Los manifestantes del próximo 8 de octubre, al igual que los de hace seis años, son los otros. Descontando a quienes vayan a desplazarse desde otras partes de España y cuya presencia en la manifestación resulta esencial para poner de relieve que lo que está en juego no es ni puede ser jamás un problema estrictamente catalán, ni menos aún, como pretende el fugado, un problema de «Cataluña con España» y para descartar que una forma de salir del atascadero sea, como sostienen algunos presuntos ilustrados, permitir a los independentistas separar Cataluña del resto de España; descontando, en suma, esa muestra de solidaridad con los catalanes que también son y se sienten españoles, lo importante del domingo son las víctimas de la ignominia, estén o no estén presentes en la manifestación.
Me refiero, claro, a los que llevan décadas y décadas aguantando el ninguneo al que les somete el nacionalismo con la complicidad, interesada o indolente, de los sucesivos gobiernos del Estado porque se resisten a abrazar la causa identitaria. Un ninguneo que no se limita al pisoteo de sus derechos lingüísticos en el mundo educativo o en el campo institucional, sino que se extiende a cuantos ámbitos –y su número no para de crecer– han sido colonizados por el nacionalismo.

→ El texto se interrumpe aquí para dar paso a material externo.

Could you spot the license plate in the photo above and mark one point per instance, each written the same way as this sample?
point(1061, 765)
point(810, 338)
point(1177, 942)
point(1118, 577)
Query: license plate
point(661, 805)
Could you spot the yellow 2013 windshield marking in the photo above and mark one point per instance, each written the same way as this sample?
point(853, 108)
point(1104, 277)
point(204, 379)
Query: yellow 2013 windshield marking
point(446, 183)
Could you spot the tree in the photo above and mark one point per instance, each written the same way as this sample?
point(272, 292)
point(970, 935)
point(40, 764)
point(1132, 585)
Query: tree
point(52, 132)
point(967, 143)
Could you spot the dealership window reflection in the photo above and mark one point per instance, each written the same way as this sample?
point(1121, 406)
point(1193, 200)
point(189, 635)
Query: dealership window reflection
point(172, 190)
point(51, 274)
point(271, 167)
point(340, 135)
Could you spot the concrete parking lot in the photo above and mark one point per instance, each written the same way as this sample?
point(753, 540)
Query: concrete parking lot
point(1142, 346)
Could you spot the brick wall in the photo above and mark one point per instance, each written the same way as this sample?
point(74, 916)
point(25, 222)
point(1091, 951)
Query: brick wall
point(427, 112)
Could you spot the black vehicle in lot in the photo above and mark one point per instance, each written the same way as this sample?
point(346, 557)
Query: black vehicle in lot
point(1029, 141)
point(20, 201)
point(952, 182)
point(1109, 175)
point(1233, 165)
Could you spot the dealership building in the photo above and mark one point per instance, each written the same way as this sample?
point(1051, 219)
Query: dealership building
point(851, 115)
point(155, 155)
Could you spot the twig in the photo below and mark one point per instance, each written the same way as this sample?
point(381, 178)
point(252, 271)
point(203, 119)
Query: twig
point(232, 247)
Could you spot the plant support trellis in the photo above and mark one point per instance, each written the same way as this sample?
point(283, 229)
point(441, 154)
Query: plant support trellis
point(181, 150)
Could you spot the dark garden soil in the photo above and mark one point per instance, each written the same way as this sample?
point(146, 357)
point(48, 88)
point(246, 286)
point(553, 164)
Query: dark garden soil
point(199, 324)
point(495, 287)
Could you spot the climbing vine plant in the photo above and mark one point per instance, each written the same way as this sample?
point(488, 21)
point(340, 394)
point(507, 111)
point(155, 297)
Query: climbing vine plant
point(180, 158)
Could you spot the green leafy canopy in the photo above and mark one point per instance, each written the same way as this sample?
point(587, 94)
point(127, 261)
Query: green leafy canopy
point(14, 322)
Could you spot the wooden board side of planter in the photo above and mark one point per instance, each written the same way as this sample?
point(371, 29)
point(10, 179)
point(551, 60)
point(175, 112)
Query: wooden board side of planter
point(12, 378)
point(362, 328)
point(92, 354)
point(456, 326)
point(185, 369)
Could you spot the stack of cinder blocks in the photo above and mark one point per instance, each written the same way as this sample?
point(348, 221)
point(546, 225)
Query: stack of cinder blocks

Por ellos, por esos españoles sin amparo, hay que movilizarse sobre todo el domingo. Para tratar de impedir que una futura amnistía a quienes delinquieron y prometen volver a hacerlo no venga a sumarse a las afrentas ya sufridas y no se sientan, pues, además de cornudos, apaleados. O, como reza el lema de la marcha, para que ni la amnistía ni la autodeterminación sean en su nombre. Ni en el nuestro.